I think it’s important to have a wide variety of experiences during an undergraduate degree so that one can start discovering the things that are most important to them. All musicians need to be well-rounded to a certain point, but no one can do everything. It’s just as important to know what you don’t want to do to help direct your focus and energy. I’d like students to have the skills to pursue the paths that interest them and which will help them achieve the goals that are the most meaningful.  

Do you have a stand-out teaching moment from the past year? 

I was inspired by how Kiersten van Vliet instructed the Popular Music After 1945 class that I was fortunate to have been the TA for in Fall 2021. Kiersten and I had been involved in the Innovative Learning and Teaching in Music Wellness Initiative at Schulich where we learned about different student-centred teaching and wellness approaches through group projects with faculty members. Kiersten integrated those concepts wonderfully throughout the popular music course so it was a stand-out teaching moment for me and a pleasure to have been a part of. 

What advice would you give to your starting-at-university self? 

I’d tell myself to trust myself more! 

If you hadn’t ended up in music, what might an alternative career path have been? 

I started out coaching as a teenager in the Sask Rescue Lifesaving and Lifeguard Club in Saskatoon where I was also involved in lifeguarding competitions. Following these experiences, I had considered training as a paramedic before I started my BMus. Reflecting back on this decision, I realize that I’m privileged to have a career where I can experiment with sound in creative ways because even if I fail, it won’t necessarily cause physical harm to other people. Many professions, like health care workers, don’t have that luxury and this is something I try to embrace in my work. 

Anything on your to-learn list? 

The list keeps growing! My research and artistic interests are more computer-music related so I’m planning to learn how to program in Max/MSP, which is a programming environment often used in interactive electronic music. Hopefully this will allow me to troubleshoot computer issues on my own, and also to have fun creating sounds in performance!  

Tommy Davis performs on all members of the saxophone family in collaborative and interdisciplinary settings where he explores the integration of movement, electronics, video, and improvisation. He is a strong proponent of research-creation projects including collaborative co-composition or co-improvisation which blur the lines between composition, performance, and improvisation. He has performed at the Huddersfield Contemporary Music Festival, Sonorities Festival (Belfast), Roulette (Brooklyn), World Saxophone Congress, North American Saxophone Alliance Conferences, Society for Composers Inc. National Conference, Interactive Art, Science and Technology in Western Canada (IAST), Codes d’accès (Montreal), Music in New Technologies (Halifax), GroundSwell Winnipeg, and the Calgary New Music Festival. A Prairie Debut and Debut Atlantic alumnus, he has toured across Canada, the Midwest US, France, and the UK. Tommy is currently a doctoral candidate at McGill University researching interactive electronic music under the guidance of Marie-Chantal Leclair. As student co-representative for the Centre for Interdisciplinary Research in Music Media and Technology (CIRMMT) at McGill, Tommy organizes educational, research, and outreach events for over 250 student members. 

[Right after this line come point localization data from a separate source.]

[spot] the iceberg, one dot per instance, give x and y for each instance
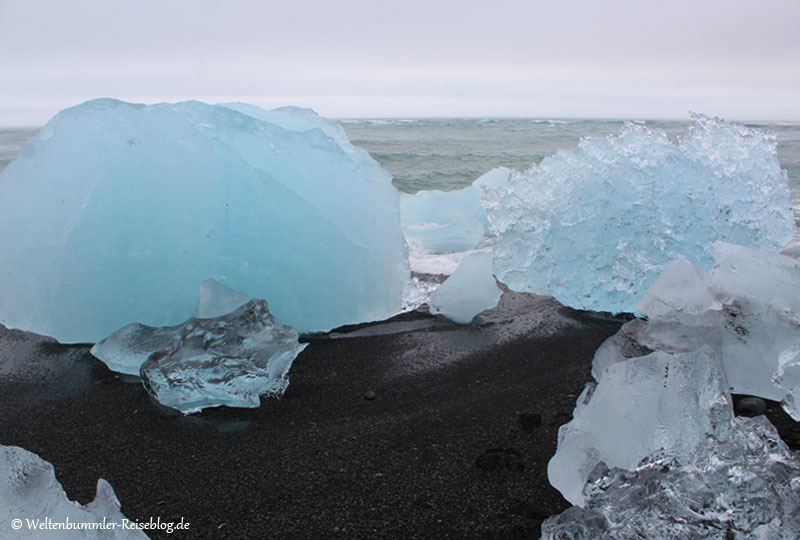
(449, 221)
(216, 300)
(596, 226)
(746, 308)
(746, 486)
(659, 403)
(31, 494)
(468, 291)
(229, 360)
(116, 212)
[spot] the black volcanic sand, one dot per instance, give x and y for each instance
(410, 428)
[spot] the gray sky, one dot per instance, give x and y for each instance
(368, 58)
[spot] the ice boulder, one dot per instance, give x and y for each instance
(449, 221)
(595, 227)
(468, 291)
(744, 487)
(229, 360)
(746, 308)
(116, 212)
(126, 350)
(659, 403)
(32, 498)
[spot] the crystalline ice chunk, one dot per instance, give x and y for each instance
(595, 227)
(743, 487)
(116, 212)
(660, 402)
(468, 291)
(746, 308)
(216, 300)
(30, 492)
(230, 360)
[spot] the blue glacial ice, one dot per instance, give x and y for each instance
(595, 227)
(30, 492)
(449, 221)
(468, 291)
(116, 212)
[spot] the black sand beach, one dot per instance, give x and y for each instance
(410, 428)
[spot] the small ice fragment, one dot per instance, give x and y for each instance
(31, 494)
(116, 211)
(230, 360)
(468, 291)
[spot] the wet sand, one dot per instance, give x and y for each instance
(453, 444)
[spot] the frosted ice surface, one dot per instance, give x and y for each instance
(449, 221)
(747, 308)
(216, 300)
(230, 360)
(29, 491)
(116, 212)
(787, 377)
(468, 291)
(745, 487)
(660, 402)
(595, 227)
(126, 350)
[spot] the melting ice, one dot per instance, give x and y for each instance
(468, 291)
(594, 227)
(746, 307)
(116, 212)
(212, 359)
(742, 487)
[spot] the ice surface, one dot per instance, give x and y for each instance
(29, 491)
(216, 300)
(660, 402)
(745, 487)
(747, 308)
(468, 291)
(595, 227)
(230, 360)
(449, 221)
(126, 350)
(117, 212)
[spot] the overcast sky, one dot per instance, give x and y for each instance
(373, 58)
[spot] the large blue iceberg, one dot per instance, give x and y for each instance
(595, 227)
(117, 212)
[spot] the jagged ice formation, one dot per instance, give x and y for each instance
(594, 227)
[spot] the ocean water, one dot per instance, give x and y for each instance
(447, 154)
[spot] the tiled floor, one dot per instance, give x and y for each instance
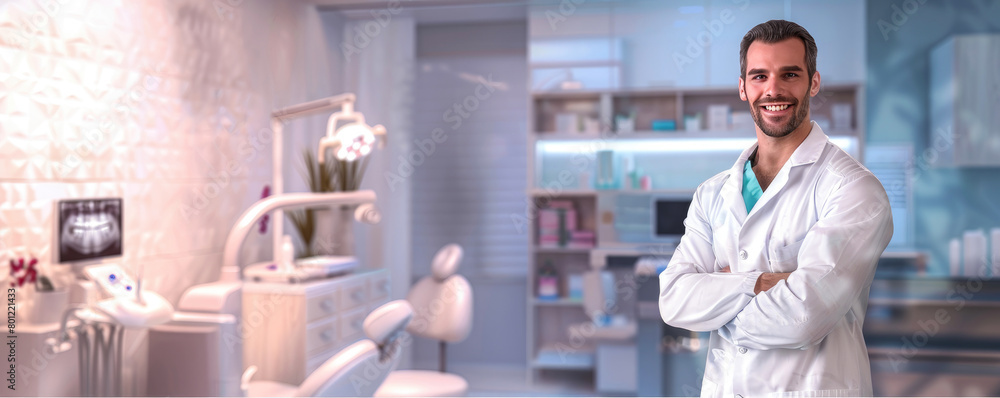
(486, 380)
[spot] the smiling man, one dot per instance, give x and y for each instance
(780, 250)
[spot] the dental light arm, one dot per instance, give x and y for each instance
(249, 218)
(345, 102)
(357, 147)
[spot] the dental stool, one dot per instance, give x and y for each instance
(355, 371)
(442, 304)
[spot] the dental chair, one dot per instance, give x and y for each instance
(442, 304)
(355, 371)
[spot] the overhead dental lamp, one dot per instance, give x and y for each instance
(353, 140)
(350, 141)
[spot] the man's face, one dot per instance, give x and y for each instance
(777, 86)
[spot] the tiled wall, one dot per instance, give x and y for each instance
(161, 103)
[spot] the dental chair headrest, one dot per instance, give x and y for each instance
(446, 261)
(385, 323)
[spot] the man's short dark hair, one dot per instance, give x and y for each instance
(774, 31)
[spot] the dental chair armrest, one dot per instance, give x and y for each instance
(384, 323)
(202, 319)
(245, 379)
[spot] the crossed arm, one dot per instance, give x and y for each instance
(761, 310)
(765, 281)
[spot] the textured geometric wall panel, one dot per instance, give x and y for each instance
(151, 101)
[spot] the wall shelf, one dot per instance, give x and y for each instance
(563, 125)
(561, 302)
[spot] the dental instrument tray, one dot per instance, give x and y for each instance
(305, 269)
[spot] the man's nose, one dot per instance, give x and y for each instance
(772, 88)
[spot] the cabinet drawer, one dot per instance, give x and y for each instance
(322, 306)
(378, 288)
(352, 326)
(353, 294)
(322, 336)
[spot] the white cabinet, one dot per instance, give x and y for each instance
(291, 329)
(964, 100)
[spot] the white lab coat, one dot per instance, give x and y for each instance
(826, 219)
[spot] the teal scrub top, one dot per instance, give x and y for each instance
(751, 188)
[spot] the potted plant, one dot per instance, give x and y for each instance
(326, 231)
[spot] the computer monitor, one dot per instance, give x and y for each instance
(89, 229)
(669, 212)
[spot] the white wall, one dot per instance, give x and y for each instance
(162, 103)
(665, 42)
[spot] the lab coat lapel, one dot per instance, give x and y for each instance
(807, 152)
(732, 189)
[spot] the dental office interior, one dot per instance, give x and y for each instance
(455, 197)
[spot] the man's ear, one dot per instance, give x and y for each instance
(815, 84)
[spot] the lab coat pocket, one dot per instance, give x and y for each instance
(817, 393)
(785, 258)
(708, 388)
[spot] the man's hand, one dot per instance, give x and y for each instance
(766, 280)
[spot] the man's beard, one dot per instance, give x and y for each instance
(801, 111)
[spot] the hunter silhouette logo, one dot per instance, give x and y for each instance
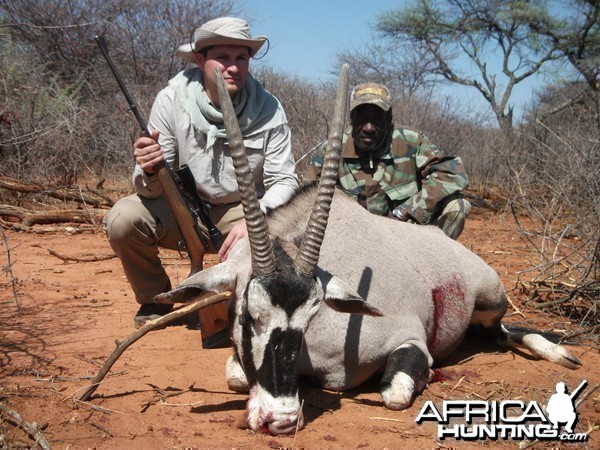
(561, 408)
(507, 419)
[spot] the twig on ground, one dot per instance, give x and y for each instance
(83, 259)
(149, 326)
(30, 428)
(8, 269)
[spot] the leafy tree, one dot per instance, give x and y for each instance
(483, 30)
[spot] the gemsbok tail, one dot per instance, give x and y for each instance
(540, 345)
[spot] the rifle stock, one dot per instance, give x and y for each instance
(187, 224)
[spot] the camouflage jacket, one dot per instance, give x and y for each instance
(409, 171)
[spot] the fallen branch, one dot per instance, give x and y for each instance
(149, 326)
(8, 269)
(74, 194)
(29, 218)
(30, 428)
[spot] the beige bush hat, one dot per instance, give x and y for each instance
(221, 31)
(371, 93)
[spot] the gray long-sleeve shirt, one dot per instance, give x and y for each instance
(269, 154)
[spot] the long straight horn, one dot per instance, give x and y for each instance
(308, 255)
(263, 260)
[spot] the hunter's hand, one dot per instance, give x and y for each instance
(147, 152)
(238, 231)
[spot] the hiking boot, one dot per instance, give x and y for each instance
(150, 311)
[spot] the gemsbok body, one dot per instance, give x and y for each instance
(323, 288)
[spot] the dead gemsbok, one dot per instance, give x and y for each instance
(323, 288)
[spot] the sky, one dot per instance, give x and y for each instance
(305, 37)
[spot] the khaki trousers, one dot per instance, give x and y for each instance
(136, 227)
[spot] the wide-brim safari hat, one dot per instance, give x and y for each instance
(221, 31)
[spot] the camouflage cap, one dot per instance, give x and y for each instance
(371, 93)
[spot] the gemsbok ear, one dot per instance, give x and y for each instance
(340, 297)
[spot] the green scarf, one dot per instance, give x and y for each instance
(257, 110)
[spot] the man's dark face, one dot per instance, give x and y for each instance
(370, 124)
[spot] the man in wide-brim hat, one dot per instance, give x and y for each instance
(187, 128)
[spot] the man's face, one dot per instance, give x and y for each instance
(370, 124)
(233, 61)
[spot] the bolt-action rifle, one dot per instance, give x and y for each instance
(179, 188)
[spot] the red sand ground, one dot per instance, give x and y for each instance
(167, 392)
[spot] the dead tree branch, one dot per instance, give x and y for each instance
(149, 326)
(73, 194)
(30, 428)
(8, 269)
(29, 218)
(84, 259)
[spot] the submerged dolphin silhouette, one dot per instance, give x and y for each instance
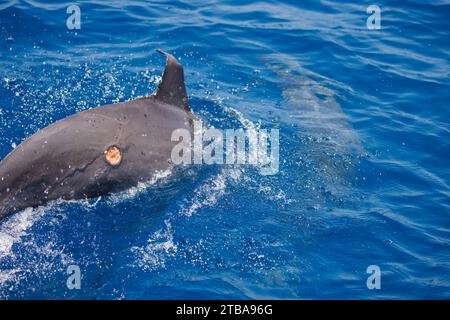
(98, 151)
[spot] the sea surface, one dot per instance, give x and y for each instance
(364, 173)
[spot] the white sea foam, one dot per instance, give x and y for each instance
(159, 246)
(12, 230)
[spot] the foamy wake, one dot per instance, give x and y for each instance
(16, 227)
(159, 247)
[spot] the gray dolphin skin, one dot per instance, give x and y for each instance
(99, 151)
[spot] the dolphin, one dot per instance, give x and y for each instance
(99, 151)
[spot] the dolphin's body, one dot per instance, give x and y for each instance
(98, 151)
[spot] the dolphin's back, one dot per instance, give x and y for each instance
(95, 152)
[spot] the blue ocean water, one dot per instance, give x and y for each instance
(364, 150)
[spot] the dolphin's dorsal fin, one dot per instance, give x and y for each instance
(171, 89)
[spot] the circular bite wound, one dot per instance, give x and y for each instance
(113, 156)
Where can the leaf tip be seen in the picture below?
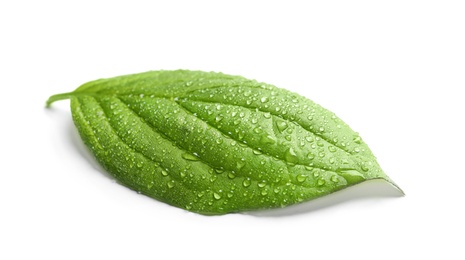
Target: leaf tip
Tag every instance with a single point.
(57, 97)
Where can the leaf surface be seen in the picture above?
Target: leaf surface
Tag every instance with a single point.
(213, 143)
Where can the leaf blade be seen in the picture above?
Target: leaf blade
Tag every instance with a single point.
(214, 144)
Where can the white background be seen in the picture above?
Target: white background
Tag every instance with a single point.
(393, 70)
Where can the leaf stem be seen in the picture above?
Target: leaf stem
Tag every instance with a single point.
(57, 97)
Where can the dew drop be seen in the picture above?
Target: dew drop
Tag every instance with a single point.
(267, 139)
(301, 177)
(365, 167)
(240, 165)
(217, 196)
(334, 178)
(190, 157)
(291, 156)
(281, 126)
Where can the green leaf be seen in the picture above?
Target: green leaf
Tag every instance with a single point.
(213, 143)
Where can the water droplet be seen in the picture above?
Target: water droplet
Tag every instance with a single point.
(267, 139)
(216, 195)
(334, 178)
(240, 135)
(301, 177)
(240, 165)
(365, 167)
(308, 168)
(190, 157)
(291, 156)
(282, 125)
(310, 156)
(309, 139)
(218, 118)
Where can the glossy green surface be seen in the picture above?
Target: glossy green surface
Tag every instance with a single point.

About the Schulich School of Music Teaching Awards

Each year the Schulich School of Music recognizes faculty members and student instructors for their outstanding contributions. The Schulich School of Music Teaching Awards recognize excellence, commitment and innovation in teaching, and the importance of these qualities in the academic experience of students at McGill. Prizes are awarded annually to each winner at Spring Convocation.